Das rund 90 Sekunden dauernde Intro-Stück «Olympus Rising» sorgt schon einmal für die richtige Stimmung. Gitarren und Drums wärmen sich auf. Da liegt etwas in der Luft. Alles brennt darauf, endlich loslegen zu dürfen. Untermalt wird dies von dezentem Chorgesang im Hintergrund. Beim anschliessenden Titel-Track werden diese Kräfte dann vollends entfesselt. Ein Parade-Song der Marke Saxon. Doug Scarratt und Paul Quinn wissen genau, an welchen Stellen sie ihre Saitenköniginnen zu berühren haben. Frontmann Biff ist stimmlich gewohnt stark unterwegs. Lediglich dem Refrain fehlt ein bisschen die Durchschlagskraft. Das einzige Manko für eine ansonsten grundsolide Komposition.

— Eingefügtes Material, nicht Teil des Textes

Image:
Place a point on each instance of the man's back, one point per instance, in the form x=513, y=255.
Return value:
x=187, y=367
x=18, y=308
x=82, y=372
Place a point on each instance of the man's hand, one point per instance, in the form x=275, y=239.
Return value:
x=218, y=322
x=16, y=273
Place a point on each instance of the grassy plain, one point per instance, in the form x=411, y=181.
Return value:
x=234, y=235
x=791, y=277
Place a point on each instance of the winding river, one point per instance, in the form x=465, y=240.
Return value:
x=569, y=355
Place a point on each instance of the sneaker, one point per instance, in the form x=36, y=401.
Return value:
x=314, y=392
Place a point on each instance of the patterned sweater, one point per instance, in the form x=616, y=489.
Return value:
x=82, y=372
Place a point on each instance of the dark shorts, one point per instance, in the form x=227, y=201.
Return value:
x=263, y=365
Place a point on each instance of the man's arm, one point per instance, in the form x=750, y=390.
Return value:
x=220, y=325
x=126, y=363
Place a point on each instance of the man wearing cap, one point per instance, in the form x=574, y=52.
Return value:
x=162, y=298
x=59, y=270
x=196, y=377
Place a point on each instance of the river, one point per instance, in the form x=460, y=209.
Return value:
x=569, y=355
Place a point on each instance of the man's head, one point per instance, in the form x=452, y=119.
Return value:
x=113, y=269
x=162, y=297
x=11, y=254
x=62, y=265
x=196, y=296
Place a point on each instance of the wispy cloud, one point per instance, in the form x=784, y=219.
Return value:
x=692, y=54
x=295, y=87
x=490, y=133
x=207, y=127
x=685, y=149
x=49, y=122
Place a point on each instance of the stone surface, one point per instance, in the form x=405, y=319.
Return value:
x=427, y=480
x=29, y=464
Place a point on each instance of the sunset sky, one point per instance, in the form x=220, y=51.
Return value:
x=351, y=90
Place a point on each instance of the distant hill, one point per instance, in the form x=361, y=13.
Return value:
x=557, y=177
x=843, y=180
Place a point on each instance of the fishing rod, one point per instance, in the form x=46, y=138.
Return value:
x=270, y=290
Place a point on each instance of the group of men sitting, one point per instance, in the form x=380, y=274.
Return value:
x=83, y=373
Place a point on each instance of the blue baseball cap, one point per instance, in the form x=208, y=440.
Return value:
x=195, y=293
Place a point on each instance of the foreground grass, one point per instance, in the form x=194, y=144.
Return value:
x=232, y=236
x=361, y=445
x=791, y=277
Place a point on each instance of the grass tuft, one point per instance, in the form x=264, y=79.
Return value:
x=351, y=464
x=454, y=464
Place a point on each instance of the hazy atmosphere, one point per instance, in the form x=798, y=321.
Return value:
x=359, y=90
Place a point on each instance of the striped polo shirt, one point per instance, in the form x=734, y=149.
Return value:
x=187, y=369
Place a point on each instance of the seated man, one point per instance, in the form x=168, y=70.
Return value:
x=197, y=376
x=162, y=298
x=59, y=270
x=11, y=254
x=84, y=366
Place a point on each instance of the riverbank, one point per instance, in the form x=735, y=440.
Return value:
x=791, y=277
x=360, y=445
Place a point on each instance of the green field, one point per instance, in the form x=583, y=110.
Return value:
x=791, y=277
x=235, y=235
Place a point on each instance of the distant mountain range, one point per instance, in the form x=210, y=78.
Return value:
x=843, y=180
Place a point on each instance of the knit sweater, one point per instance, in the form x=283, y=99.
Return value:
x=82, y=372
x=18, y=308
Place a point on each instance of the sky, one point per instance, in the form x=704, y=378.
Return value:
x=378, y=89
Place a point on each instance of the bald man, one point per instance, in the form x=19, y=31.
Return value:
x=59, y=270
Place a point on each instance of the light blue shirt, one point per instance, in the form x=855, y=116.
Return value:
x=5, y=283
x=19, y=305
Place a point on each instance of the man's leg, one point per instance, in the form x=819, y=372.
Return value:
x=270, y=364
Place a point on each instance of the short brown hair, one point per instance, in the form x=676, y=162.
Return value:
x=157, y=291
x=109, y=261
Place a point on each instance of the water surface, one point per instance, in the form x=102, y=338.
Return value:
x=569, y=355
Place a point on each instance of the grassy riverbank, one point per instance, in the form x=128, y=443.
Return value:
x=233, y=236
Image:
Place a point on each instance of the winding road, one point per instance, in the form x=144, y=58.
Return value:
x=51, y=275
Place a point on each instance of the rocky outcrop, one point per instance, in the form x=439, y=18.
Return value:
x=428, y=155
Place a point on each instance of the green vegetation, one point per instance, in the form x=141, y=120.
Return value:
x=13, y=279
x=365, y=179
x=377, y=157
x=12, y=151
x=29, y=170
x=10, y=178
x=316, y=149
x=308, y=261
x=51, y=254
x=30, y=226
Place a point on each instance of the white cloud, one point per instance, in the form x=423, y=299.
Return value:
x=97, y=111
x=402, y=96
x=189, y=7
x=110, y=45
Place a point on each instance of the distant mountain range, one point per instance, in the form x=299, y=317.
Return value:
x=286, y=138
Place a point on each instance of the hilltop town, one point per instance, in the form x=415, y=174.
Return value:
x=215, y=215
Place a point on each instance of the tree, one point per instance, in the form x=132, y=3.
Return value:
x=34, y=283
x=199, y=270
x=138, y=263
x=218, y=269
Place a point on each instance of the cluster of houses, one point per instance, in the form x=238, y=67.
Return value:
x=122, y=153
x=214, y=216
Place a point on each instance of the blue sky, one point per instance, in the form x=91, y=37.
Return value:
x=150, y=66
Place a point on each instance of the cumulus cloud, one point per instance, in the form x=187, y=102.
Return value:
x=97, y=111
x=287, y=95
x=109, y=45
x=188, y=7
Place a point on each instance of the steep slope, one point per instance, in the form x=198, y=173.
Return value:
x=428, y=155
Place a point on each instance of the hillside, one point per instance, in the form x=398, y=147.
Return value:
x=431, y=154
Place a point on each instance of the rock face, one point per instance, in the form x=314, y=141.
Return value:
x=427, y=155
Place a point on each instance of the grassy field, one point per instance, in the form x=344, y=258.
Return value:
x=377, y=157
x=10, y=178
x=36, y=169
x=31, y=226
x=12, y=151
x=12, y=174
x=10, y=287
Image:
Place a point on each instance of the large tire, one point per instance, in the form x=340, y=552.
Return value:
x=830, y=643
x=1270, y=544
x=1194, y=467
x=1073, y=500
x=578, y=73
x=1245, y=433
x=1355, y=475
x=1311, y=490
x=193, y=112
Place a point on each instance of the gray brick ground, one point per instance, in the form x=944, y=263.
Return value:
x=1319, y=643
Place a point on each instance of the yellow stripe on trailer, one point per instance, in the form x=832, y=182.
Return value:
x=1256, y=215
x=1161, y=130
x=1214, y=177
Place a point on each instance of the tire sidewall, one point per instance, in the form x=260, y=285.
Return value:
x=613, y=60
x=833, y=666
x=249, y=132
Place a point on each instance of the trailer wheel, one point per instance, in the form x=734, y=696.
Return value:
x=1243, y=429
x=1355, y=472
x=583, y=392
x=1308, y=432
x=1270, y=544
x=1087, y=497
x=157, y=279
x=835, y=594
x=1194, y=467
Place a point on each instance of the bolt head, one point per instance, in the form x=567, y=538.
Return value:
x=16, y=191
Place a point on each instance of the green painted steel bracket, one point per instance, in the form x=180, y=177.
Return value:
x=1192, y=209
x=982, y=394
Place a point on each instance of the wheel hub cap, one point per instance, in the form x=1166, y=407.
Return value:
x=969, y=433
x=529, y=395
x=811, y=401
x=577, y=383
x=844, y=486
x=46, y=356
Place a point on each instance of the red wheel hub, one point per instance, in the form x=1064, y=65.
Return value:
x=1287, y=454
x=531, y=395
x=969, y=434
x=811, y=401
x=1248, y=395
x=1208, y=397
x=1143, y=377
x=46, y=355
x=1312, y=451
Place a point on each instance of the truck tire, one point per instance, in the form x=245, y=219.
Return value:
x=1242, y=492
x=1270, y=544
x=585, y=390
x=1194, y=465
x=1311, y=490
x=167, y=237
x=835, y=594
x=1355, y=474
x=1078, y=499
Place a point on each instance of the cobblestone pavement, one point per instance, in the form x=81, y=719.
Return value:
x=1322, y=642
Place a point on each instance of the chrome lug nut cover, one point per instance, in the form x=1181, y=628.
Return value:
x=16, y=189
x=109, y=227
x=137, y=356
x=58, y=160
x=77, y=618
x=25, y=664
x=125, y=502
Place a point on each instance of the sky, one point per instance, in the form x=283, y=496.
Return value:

«The Secret Of Flight» setzt zu Beginn auf die epische Schiene. Danach folgt erneut exzellente Arbeit an der Gitarren-Front. Diese Riffs sind unglaublich packend. Biff singt wie ein junger Gott. Bei den Drums scheint hingegen vorerst noch die Handbremse ein wenig angezogen worden zu sein. Da ging das Getrommle bei der Vorgängerscheibe «Battering Ram» aus dem Jahre 2015 schon etwas rasanter zu und her. Als nächstes folgt ein Vampir-Walzer – «Nosferatu (The Vampires Waltz)». Das orgelmässige Intro erinnert tatsächlich an einen Aufenthalt in Graf Draculas Burg. Das Erschaffen solch bombastischer Heavy Metal-Melodien hat den Briten noch selten irgendwelche Schwierigkeiten bereitet. Ein waschechter Hörgenuss.
Nun wird’s emotional. «They Played Rock And Roll» ist eine Hommage an die legendären Motörhead und ihr verstorbenes Aushängeschild Lemmy Kilmister. Beide Bands waren gut befreundet und etliche Male gemeinsam auf Tour. Die Gitarren- und Schlagzeug-Klänge könnten hier effektiv gerade so gut aus der «motörhead’schen» Schmiede stammen. In der Hälfte des Tracks gibt’s einen kurzen Moment für die Tränendrüsen. Lemmys raue Stimme erklingt und sagt die magischen Worte «We are Motörhead and we play Rock ‘N’ Roll!». Dieser Einspieler ist das sogenannte Tüpfelchen auf dem «i». Gedanklich schliesst sich der Zuhörer dieser musikalischen Verbeugung nur allzu gerne an.
Damit hat wohl niemand gerechnet. Bei «The Predator» haben sich Saxon Verstärkung für die Mikrofon-Abteilung geholt. Sind da etwa Growls zu hören? Tatsächlich! Die können zweifelsohne nur aus einer Kehle stammen. Das ist ganz klar Johan Hegg von Amon Amarth. Eine durchaus interessante Zusammenarbeit. Da prallen schon zwei sehr unterschiedliche Stimmwelten aufeinander. Aber es passt irgendwie. Als Anhänger beide Bands bin ich hell begeistert. Definitiv ein Anspieltipp dieses Albums. Nichtsdestotrotz werden wohl nicht alle Saxon-Anhänger mit diesem Gastspiel gleichermassen zufrieden sein.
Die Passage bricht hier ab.